Hailing from the Czech Republic, Kolmas became interested in engineering in middle school, where he displayed a natural aptitude for math and physics. “I always liked making things,” said Kolmas, “and I always liked math and physics in high school. That sort of led me to mechanical engineering because it’s a form of ‘very applied physics.’”
To Kolmas, one of the most irresistible things about mechanical engineering is its role in aerospace. During his freshman year, Kolmas found a creative way to compensate for Yale’s lack of an aerospace major by co-founding the Yale Undergraduate Aerospace Association (YUAA). Through the YUAA, undergraduates interested in aerospace can work on projects that they design themselves. “For two years, we were building high altitude balloons, taking pictures from near space,” recalled Kolmas. “Last year, we transitioned to building rockets and UAVs [unmanned aerial vehicles]. This year we’re expanding on a rocket experiment and doing more advanced rockets and propulsion research.”

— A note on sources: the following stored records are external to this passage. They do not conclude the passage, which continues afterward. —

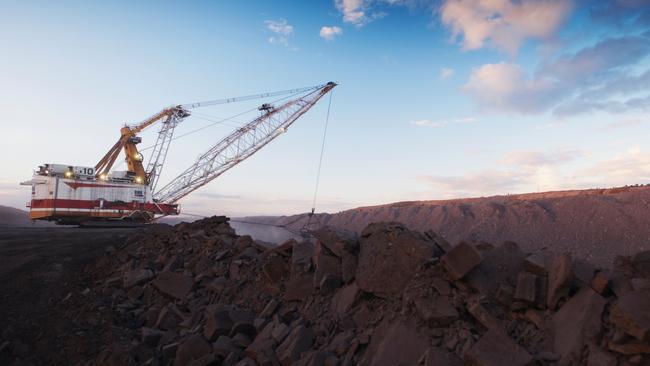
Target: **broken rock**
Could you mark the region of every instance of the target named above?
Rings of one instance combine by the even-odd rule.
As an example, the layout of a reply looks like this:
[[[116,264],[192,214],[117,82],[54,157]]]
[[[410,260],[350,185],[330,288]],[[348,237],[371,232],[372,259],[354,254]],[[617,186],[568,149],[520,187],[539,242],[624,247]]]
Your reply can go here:
[[[546,305],[555,309],[557,302],[568,292],[571,278],[571,255],[556,254],[550,259],[548,269],[548,294]]]
[[[357,253],[343,251],[343,256],[341,257],[341,279],[343,282],[350,283],[354,280],[354,275],[357,271],[357,262]]]
[[[334,311],[339,318],[343,318],[348,314],[348,311],[356,302],[358,294],[359,286],[357,286],[355,282],[340,289],[336,292],[334,297],[332,297],[332,311]]]
[[[272,256],[262,265],[262,271],[269,281],[277,283],[284,277],[287,267],[281,257]]]
[[[459,280],[481,263],[481,254],[466,242],[460,242],[440,259],[452,280]]]
[[[455,355],[438,347],[429,347],[419,361],[423,366],[461,366],[463,362]]]
[[[192,291],[194,280],[181,273],[161,272],[153,280],[153,286],[163,294],[182,300]]]
[[[314,256],[314,287],[320,286],[320,282],[326,275],[341,276],[341,260],[335,256],[328,255],[324,251],[317,251]]]
[[[339,258],[343,257],[344,251],[354,253],[358,249],[357,237],[351,231],[326,226],[317,230],[314,236]]]
[[[560,364],[580,363],[585,345],[600,333],[607,301],[590,287],[583,288],[553,316],[555,352]]]
[[[650,341],[650,290],[621,296],[610,308],[609,321],[640,341]]]
[[[532,361],[526,350],[517,345],[503,331],[490,329],[472,346],[465,356],[472,365],[524,366]]]
[[[444,326],[458,319],[458,311],[446,296],[418,297],[413,302],[422,319],[429,324]]]
[[[284,300],[304,300],[314,292],[314,279],[310,274],[292,274],[291,276],[292,278],[287,282],[287,290],[284,293]]]
[[[534,274],[522,271],[517,276],[517,287],[515,288],[515,300],[526,301],[532,303],[535,301],[535,294],[537,292],[537,276]]]
[[[131,288],[135,285],[141,285],[153,278],[153,271],[150,269],[136,269],[125,272],[122,279],[124,288]]]
[[[548,270],[546,269],[547,263],[550,261],[552,255],[553,253],[547,250],[533,253],[526,257],[524,268],[532,274],[546,276],[548,274]]]
[[[415,365],[428,348],[426,338],[403,320],[384,323],[373,335],[362,365]]]
[[[300,359],[303,352],[308,351],[314,341],[314,334],[310,328],[297,326],[282,342],[276,354],[283,365],[288,366]]]
[[[311,258],[314,255],[314,244],[309,241],[295,242],[291,254],[291,277],[307,273],[311,269]]]
[[[370,224],[361,234],[356,282],[379,297],[401,293],[415,271],[437,254],[430,239],[402,224]]]
[[[337,275],[328,273],[323,276],[319,287],[321,295],[327,296],[336,291],[337,288],[341,287],[341,278]]]
[[[488,310],[481,305],[477,299],[472,299],[467,304],[467,311],[472,314],[474,319],[481,323],[487,329],[500,329],[501,324],[497,318],[492,316]]]
[[[178,346],[174,365],[184,366],[192,360],[198,360],[204,355],[212,352],[212,347],[200,334],[189,336]]]
[[[481,263],[463,278],[468,285],[484,295],[493,295],[499,285],[517,283],[525,254],[516,243],[506,241],[496,248],[480,252],[480,255]]]
[[[219,336],[230,334],[233,321],[228,310],[228,308],[219,305],[211,305],[205,309],[205,326],[203,327],[205,338],[214,340]]]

Although the YUAA was founded less than four years ago, Kolmas and his teammates have already met with great success. In addition to being one of the largest student-run organizations at Yale, the YUAA team also won the Astro-Egg Lander event in the Battle of the Rockets Competition this year.
Outside of aerospace, Kolmas has explored other aspects of mechanical engineering through research. During the summer after his freshman year, he worked in the GRAB Lab at Yale, a group that specializes in robotics. “Imagine someone who had an accident or who is rehabilitating from an injury,” said Kolmas. “I was helping build an exoskeleton, or a brace for the knee, that would help you walk without placing stress on the knee.” This past summer, Kolmas’ research took him all the way to Delft University in the Netherlands, where he studied mission reports from small satellites. By determining which components of small satellites were most vulnerable to failure, he worked to find troubleshooting and repair methods that would minimize satellite failures in the future.

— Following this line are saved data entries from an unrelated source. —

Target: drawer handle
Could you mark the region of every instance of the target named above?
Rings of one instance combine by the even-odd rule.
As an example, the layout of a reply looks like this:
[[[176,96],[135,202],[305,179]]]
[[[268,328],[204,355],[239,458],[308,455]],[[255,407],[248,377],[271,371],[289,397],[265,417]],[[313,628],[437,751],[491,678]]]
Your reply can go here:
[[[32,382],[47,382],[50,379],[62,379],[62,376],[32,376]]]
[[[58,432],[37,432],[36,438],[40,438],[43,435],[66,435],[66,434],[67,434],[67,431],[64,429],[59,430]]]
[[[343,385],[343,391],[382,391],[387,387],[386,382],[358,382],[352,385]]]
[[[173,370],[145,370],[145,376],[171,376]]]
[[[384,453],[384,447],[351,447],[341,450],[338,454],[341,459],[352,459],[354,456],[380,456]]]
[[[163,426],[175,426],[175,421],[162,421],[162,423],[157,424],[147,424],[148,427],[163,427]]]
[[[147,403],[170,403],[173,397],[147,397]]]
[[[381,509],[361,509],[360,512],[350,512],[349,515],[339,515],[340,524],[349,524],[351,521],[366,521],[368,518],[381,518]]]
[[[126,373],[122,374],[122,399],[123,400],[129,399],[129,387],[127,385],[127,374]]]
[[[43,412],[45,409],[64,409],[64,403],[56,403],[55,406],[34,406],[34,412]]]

In addition to research, Kolmas developed his interest in aerospace by participating in the 2013 Caltech Space Challenge, an event that brings the world’s top engineering students together in a competition to design the best space mission. “I think there was a poster on campus that first caught my attention, and I thought, ‘Hey, this is something I’d be really interested in,’” said Kolmas. After undergoing an intensive application process, he was selected as one of the thirty competitors and placed onto Team Voyager with fourteen others.

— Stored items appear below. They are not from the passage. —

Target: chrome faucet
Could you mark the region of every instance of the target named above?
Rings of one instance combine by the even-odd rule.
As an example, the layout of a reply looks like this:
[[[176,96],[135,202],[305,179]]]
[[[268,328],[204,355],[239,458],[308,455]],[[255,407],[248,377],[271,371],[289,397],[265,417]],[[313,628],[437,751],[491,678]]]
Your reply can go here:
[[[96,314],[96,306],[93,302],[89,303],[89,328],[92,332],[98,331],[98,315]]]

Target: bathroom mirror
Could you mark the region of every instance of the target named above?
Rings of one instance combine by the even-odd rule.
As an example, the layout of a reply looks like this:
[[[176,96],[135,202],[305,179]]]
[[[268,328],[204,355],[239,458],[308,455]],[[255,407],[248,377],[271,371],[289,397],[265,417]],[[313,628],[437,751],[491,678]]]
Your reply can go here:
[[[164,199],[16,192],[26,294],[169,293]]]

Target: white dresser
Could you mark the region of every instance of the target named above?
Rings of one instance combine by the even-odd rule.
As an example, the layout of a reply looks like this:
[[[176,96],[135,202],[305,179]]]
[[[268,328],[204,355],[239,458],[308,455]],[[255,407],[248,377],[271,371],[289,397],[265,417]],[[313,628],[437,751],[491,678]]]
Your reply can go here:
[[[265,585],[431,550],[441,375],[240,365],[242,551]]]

Under the guidance of Caltech professors and NASA professionals, Kolmas and his teammates drafted a research proposal for NASA on a human mission to a Martian moon. The proposal, completed in just five days, encompassed research goals in astronomy and biology. Some of these goals included determining the origin of the Martian moons, testing food cultivation in a different gravitational setting, and investigating the effects of radiation exposure and stress on the human system. After presenting its plan to a grand jury, Team Voyager emerged victorious. “I met a lot of interesting people from the field that I want to work in” said Kolmas. “I made lots of contacts at different schools, so I have more of an insight on what I want to do.”
Besides being a brilliant engineer, Kolmas is also a sports enthusiast. He swam all four years at Yale on the club team, serving as captain for two years. Additionally, he spearheads Trumbull’s IM endeavors as the volleyball and water polo captain. “I would say that water polo is my favorite sport because it’s so unusual,” said Kolmas.
Currently finishing up his last year at Yale, Kolmas plans to obtain a master’s degree in aerospace engineering after graduation but is open to accepting a job offer if the circumstances are right. His dream job? “Probably ground control for a space station,” said Kolmas.